There is growing evidence about the fact that effective patient empowerment is considered a key factor for patients to assume co-responsibility in their care and for them to increase their self-management and self-efficacy regarding their health, which helps them achieve better health conditions. Not only does it improve patients' quality of life, it also alleviates the impact of morbidity on people's lives and limits the demands on health and social care services.38 It is important to note that a low level of literacy may limit information retention and, therefore, be reflected in a lower awareness of the disease. High levels of empowerment derived from literacy favor patients with HF to have a better quality of life, as evidenced in the improvement of their functional capacity, adequate mental health, symptom control, and easiness in the process of social, labor, and family reincorporation.
On the other hand, as there is an increase in the patient's self-control, positive coping is developed. The same occurs with the problem-resolution capacity and achieved decision-making processes. Self-control is considered a key factor to improve adhesion to treatment regimens and to guarantee the efficient use of primary health resources.8
The results obtained in this study showed that digital health literacy has a strong impact on empowerment and patient self-care regarding their pathology. It also encourages exploring new training possibilities through digital resources. Nursing professionals must integrate and standardize digital health literacy in educational processes in a transversal manner, not limited to times of pandemic. It should be considered as a fundamental instrument to promote more active, informed, and educated patients. Nonetheless, it is a challenge since innovative methodologies must be permanently incorporated to increase access and acceptance in the use of ICT.
The incorporation of digital health literacy settings in clinical practice will lead to an increase of the coverage of patients who benefit from these digital resources and will minimize the physical, psychosocial, and economic impact derived from the lack of adherence to treatment and the lack of involvement in their care.
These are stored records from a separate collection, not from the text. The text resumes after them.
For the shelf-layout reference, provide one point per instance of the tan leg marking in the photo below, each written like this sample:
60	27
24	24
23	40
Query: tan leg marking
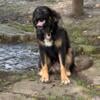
64	73
44	72
69	56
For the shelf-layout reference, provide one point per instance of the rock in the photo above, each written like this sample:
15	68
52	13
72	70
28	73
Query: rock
12	35
97	5
83	62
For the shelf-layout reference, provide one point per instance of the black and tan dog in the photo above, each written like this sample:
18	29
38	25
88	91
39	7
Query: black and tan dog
54	44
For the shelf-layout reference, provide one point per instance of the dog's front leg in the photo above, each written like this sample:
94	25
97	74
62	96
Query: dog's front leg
44	70
64	72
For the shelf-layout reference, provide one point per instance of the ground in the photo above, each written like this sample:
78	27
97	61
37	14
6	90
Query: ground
19	53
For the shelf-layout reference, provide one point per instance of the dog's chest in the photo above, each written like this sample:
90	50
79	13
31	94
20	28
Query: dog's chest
48	43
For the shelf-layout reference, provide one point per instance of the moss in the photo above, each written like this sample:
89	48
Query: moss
24	27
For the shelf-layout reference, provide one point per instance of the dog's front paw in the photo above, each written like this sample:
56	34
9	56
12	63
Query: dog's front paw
44	74
64	76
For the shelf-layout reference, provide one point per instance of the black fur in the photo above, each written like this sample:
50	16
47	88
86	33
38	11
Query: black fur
51	26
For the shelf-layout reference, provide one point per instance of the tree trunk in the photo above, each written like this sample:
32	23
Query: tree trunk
77	7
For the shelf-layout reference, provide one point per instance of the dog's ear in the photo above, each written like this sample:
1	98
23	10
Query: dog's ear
56	16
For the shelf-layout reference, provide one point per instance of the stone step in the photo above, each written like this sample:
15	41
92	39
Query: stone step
12	35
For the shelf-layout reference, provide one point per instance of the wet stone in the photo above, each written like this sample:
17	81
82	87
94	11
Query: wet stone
18	56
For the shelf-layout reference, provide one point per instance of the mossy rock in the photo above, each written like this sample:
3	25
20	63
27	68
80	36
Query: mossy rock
12	35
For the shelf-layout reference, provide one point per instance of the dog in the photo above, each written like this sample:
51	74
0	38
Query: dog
54	44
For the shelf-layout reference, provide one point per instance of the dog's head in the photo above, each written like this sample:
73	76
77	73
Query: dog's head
44	20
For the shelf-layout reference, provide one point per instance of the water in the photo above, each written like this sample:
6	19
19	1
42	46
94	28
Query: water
14	57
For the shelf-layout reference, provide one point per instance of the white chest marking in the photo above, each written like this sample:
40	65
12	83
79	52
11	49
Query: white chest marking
48	43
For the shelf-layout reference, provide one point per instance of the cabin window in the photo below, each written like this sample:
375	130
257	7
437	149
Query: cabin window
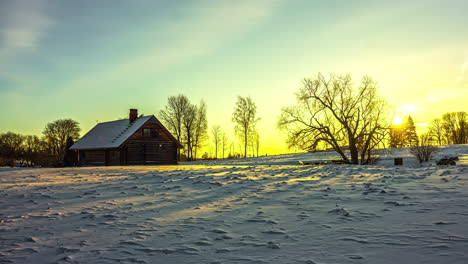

Certain limitation that was identified was the use of nonparametric statistics due to the weakness of statistical power, as well as the use of a small sample for convenience. As authors, we will continue advancing with the conduct of more studies under this research phenomenon, to generalize results. Finally, it is suggested to continue with this type of study with a larger sample size and with a control group to minimize selection biases.
CONCLUSIONS
Technological literacy is a complementary instrument in the educational processes that should be integrated by nursing professionals in the continuity of care, in a permanent and standardized manner. Digital health literacy provides the patient with capacities for their empowerment and self-management of their disease. Digital health literacy also allows patients to feel supported through technologies and socialize the achievements with people who go through the same situation. An empowered patient with knowledge and skills in the use of digital resources is a patient with the ability to decide, satisfy needs, and solve problems, with critical thinking and control over their health.